In the third part of Play Van Abbe, the act of collecting falls under the spotlight. What does it mean to collect and keep works of art? What kind of world is perceived when viewing a collection? Who decides and why?
Part 3 of Play Van Abbe is about collecting as an archive of visual cultural memories. The museum maps out what a collection policy tells us about the time in which it is established. We also wonder what it means to collect ”political moments”; moments that give meaning to developments in our contemporary culture.
The exhibition gives you the chance to look again at a selection of works of the Van Abbemuseum and compare them with collections and archives created by artists. For them, collecting is a strategy for creating an image of the social situation in which they live.
Personal view on historical moments
The exhibition features artists who have tried to wrest the possibility to be political from the mechanisms of collecting. In many artworks, historical moments will be seen through a personal eye and well known (media) images are combined with personal diaries, documents, and photos. An example is the work by Sean Snyder that focuses on image production and the representation of war by the media. He attempts to reveal some fundamental questions of representation.
Given the lack of suitable institutes in some parts of the world that present a collective history, artists themselves are sometimes forced to create their own, partial, art narratives, archives and collections. They search for their own historical trajectories, piece together interrupted narratives and create their identities with these collections. The work of Zofia Kulik for example, of the KwieKulik duo, comprises the alternative story of (art in) Poland between the years 1971 and 1987. The Romanian artist Lia Perjovschi has been developing a subjective art historical index which grew into the Contemporary Art Archive/Centre for Analysis (CAA/CfA). View the index here.
Next to works by individual artists, some collections by institutions are scrutinized. Visitors can see the Van Abbemuseum collection in a new light, as the representative policies behind this collection are analysed. A part of the collection of the Contemporary Art Museum Palestine (CAMP) will be shown for the first time together with documentation on the motivations and possibilities for the future of a Palestinian museum. Another collection that falls under the spotlight is the Eindhoven BKR collection from the ICN (Instituut Collectie Nederland).

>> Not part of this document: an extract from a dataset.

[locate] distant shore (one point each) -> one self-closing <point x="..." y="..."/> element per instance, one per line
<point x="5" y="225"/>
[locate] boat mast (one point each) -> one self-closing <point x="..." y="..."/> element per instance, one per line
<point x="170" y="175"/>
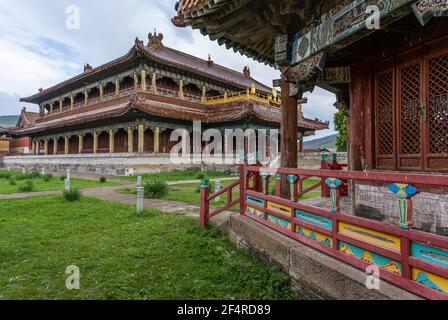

Programme opening 25/09/2010
16.00 – 16.45 Opening speech in the Auditorium by Kader Abdolah, the Iranian-Dutch writer and columnist, and Charles Esche, director Van Abbemuseum
16.00 – 18.00 Tours by special guest guides
17.00 – 19.00 KIOSK for Useful Knowledge: Narratives about Places, Cities, Territories. The Museum: Live-dialogue Nr.1 between Paul O’Neill and the Van Abbemuseum curator Annie Fletcher. The dialogue can be followed in room B0-06. Archived by Hannah Hurtzig/ Mobile Academy. Paul O’Neill is curator, artist and Research Fellow at Situations in Bristol.